Billie went so far as to admit that she doesn’t think she’d have been as respected in the industry if she’d had a more “feminine and girly” style from the start, also saying that her “masculine” dress sense is what helped her be taken more seriously as a teenager.

But despite the benefits of her look, Billie ended up feeling pigeon-holed into a role that she didn’t want to commit to for the rest of her life, so she decided to experiment early in her career to give herself the freedom to keep mixing it up without shocking people.

“People saw me as this 15-year-old, a kid, who wore this kind of stuff, looked this kind of way, acted this kind of way, said this kind of way. I felt like I couldn’t change. That’s why I went so far to the other side,” she explained.
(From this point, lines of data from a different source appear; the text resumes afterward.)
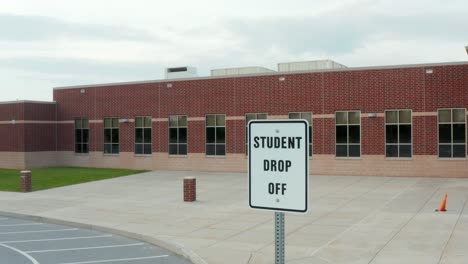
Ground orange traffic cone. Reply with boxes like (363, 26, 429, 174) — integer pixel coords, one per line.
(436, 194, 447, 212)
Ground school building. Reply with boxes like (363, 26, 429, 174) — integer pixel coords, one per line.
(0, 60, 467, 177)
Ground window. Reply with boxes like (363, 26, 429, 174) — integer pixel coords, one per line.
(438, 109, 466, 158)
(206, 114, 225, 156)
(245, 113, 267, 154)
(75, 118, 89, 154)
(385, 110, 412, 158)
(135, 116, 152, 155)
(169, 115, 188, 155)
(289, 112, 313, 156)
(104, 118, 119, 154)
(336, 111, 361, 158)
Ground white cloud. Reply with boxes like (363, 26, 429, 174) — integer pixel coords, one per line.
(0, 0, 467, 101)
(337, 39, 466, 67)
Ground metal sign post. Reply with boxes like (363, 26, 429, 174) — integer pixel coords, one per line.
(248, 120, 309, 264)
(275, 212, 285, 264)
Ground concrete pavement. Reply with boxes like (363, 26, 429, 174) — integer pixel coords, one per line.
(0, 171, 467, 264)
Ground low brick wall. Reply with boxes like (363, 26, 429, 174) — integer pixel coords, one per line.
(20, 170, 32, 192)
(183, 177, 196, 202)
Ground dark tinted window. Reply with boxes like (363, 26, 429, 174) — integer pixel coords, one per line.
(399, 145, 412, 158)
(438, 109, 466, 158)
(439, 124, 451, 143)
(348, 126, 360, 143)
(336, 145, 347, 157)
(206, 115, 226, 156)
(439, 145, 451, 158)
(349, 145, 360, 157)
(135, 116, 152, 155)
(336, 111, 360, 158)
(386, 145, 398, 157)
(385, 110, 412, 158)
(399, 125, 411, 144)
(386, 125, 398, 143)
(75, 118, 89, 154)
(168, 115, 188, 155)
(453, 124, 466, 143)
(453, 145, 466, 158)
(336, 126, 347, 144)
(206, 128, 215, 143)
(104, 118, 119, 154)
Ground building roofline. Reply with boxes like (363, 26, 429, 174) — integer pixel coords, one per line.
(53, 60, 468, 91)
(277, 59, 347, 66)
(210, 66, 276, 72)
(0, 100, 56, 105)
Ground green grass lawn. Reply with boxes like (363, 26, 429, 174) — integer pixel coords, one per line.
(0, 167, 147, 192)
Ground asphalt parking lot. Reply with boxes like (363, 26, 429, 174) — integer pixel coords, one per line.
(0, 216, 191, 264)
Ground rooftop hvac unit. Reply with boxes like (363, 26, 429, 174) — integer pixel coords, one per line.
(211, 66, 275, 76)
(165, 66, 198, 79)
(278, 60, 347, 72)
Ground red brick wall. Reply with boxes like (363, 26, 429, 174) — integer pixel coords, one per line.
(0, 124, 24, 151)
(0, 103, 24, 121)
(322, 119, 335, 155)
(362, 117, 384, 155)
(52, 64, 468, 157)
(425, 116, 438, 156)
(413, 116, 426, 156)
(425, 65, 468, 110)
(188, 121, 204, 154)
(24, 124, 56, 152)
(0, 102, 56, 152)
(54, 88, 95, 121)
(57, 123, 73, 151)
(120, 122, 133, 153)
(230, 120, 243, 154)
(24, 103, 56, 121)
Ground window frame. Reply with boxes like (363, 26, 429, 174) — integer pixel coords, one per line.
(74, 118, 89, 154)
(245, 113, 268, 155)
(205, 114, 226, 157)
(168, 115, 188, 156)
(289, 112, 313, 158)
(384, 109, 413, 159)
(134, 116, 152, 155)
(335, 111, 361, 159)
(103, 117, 120, 155)
(437, 108, 467, 160)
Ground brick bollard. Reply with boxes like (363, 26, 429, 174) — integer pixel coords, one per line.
(184, 177, 196, 202)
(20, 170, 32, 192)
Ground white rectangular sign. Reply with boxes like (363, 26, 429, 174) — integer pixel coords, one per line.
(248, 120, 309, 213)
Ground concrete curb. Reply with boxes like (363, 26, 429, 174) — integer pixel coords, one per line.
(0, 211, 208, 264)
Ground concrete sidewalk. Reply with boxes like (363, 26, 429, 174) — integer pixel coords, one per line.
(0, 171, 467, 264)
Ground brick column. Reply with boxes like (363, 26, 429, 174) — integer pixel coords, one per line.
(20, 170, 32, 192)
(184, 177, 196, 202)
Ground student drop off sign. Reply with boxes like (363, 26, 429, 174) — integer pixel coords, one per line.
(248, 120, 309, 213)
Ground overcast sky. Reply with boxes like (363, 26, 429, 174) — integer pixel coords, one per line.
(1, 0, 467, 101)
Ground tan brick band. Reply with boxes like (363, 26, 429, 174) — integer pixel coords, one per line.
(0, 111, 452, 125)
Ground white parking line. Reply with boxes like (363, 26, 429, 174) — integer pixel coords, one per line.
(0, 243, 40, 264)
(25, 243, 144, 253)
(1, 234, 112, 244)
(0, 228, 77, 234)
(59, 255, 169, 264)
(0, 223, 43, 227)
(0, 218, 8, 220)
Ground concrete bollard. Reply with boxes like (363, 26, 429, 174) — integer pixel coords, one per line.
(20, 170, 32, 192)
(184, 177, 196, 202)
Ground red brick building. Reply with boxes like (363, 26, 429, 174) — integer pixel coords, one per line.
(1, 61, 467, 177)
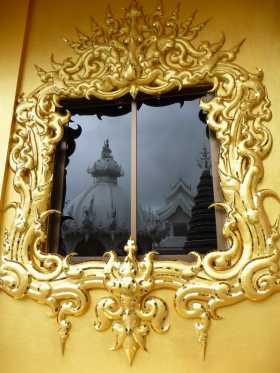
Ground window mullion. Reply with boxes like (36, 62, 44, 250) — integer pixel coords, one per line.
(131, 101, 137, 243)
(209, 131, 224, 250)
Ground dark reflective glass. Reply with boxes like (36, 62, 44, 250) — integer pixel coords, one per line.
(50, 104, 131, 256)
(137, 98, 217, 255)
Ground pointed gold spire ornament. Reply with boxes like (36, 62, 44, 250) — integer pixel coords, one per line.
(33, 0, 241, 100)
(95, 239, 169, 364)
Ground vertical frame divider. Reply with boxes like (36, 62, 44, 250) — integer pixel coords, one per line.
(131, 101, 137, 243)
(209, 131, 225, 250)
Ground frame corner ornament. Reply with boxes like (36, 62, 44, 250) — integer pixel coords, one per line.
(1, 0, 280, 365)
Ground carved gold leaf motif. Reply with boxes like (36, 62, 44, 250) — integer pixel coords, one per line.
(1, 0, 280, 365)
(94, 239, 169, 364)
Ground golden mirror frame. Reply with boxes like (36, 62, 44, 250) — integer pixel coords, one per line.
(1, 0, 280, 365)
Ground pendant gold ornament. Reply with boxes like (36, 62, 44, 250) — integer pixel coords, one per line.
(1, 0, 280, 365)
(94, 239, 170, 365)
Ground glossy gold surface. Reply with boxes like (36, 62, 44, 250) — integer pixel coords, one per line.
(94, 239, 170, 364)
(0, 0, 280, 371)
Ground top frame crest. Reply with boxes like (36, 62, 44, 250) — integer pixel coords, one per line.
(35, 0, 243, 99)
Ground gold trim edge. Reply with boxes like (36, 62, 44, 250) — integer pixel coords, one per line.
(1, 0, 280, 365)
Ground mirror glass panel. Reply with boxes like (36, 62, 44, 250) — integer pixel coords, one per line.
(49, 95, 218, 257)
(50, 102, 131, 256)
(137, 98, 217, 255)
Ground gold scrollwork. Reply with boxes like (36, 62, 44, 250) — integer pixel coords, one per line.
(1, 0, 280, 365)
(94, 239, 169, 365)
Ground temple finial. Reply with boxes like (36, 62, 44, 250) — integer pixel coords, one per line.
(197, 144, 210, 170)
(88, 139, 123, 179)
(102, 139, 112, 159)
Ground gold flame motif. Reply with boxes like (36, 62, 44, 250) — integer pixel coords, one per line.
(95, 239, 169, 364)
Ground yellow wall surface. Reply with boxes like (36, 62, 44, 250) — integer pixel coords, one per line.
(0, 0, 30, 201)
(0, 0, 280, 372)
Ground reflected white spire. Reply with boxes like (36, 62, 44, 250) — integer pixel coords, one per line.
(87, 139, 124, 183)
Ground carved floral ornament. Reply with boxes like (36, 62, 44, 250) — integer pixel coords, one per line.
(1, 0, 279, 366)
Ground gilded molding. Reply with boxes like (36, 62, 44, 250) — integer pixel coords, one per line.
(1, 0, 280, 365)
(94, 240, 170, 365)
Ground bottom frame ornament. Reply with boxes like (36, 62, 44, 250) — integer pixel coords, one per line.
(1, 234, 280, 365)
(94, 240, 169, 364)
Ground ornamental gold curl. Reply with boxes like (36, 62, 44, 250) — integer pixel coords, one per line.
(0, 0, 279, 366)
(94, 240, 169, 364)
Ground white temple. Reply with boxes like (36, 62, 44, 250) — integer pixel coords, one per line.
(157, 179, 194, 251)
(62, 140, 130, 254)
(61, 140, 194, 255)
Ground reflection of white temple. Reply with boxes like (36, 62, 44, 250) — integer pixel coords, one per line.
(62, 140, 194, 255)
(157, 179, 193, 250)
(62, 140, 130, 255)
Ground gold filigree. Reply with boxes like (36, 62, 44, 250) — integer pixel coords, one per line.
(1, 0, 280, 365)
(95, 239, 169, 364)
(34, 0, 244, 100)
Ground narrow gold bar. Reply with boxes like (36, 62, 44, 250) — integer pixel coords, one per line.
(209, 132, 225, 251)
(131, 101, 137, 243)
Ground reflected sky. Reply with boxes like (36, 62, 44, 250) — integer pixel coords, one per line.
(64, 99, 208, 210)
(138, 99, 209, 210)
(65, 112, 131, 204)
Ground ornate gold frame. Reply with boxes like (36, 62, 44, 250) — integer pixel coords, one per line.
(1, 0, 279, 365)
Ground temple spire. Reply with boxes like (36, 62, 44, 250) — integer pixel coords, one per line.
(101, 139, 113, 159)
(87, 139, 123, 181)
(184, 145, 217, 253)
(197, 144, 210, 170)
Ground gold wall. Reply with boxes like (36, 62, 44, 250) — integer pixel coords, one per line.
(0, 0, 280, 372)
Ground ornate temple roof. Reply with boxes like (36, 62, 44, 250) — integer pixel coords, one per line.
(157, 178, 193, 221)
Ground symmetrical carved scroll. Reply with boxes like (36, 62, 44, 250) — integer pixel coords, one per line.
(1, 0, 280, 365)
(94, 239, 169, 365)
“I was trying to prove, ‘Hey, fuck you guys, I can do whatever I want.’ Now I can look really masculine if I want, and really feminine if I want, and it’s not gonna be a fucking headline,” she added.

Refusing to underestimate the genuine power that her initial aesthetic held, Billie acknowledged: “I think that people have taken me more seriously because I’ve had this more masculine [way of dressing] throughout my career. If I had been more feminine and girly, people would’ve been a lot less respectful of me.”

And her dalliance with being a blonde seemingly proved her theory, with Billie admitting that she was treated very differently after she switched up her hair color and that she “didn’t feel sexy for one second.”

“I feel sexier when I dress masculine. I didn’t feel sexy for one second of being blonde,” she told the publications. “When I was blonde, people treated me differently. People completely changed their demeanor [around me].”

But that doesn’t mean that Billie will refrain from experimenting again, with Billie telling NME earlier this year: “I finally feel comfortable in the person I actually am and being [multiple] things at once.”

She elaborated to the Times: “Literally the thing that I’ve been preaching about since I first started is to wear what you want.”

“Dress how you want, act how you want, talk how you want, be how you want,” Billie went on. “That's all I've ever said. It’s just being open to new things and not letting people ruin it for you.”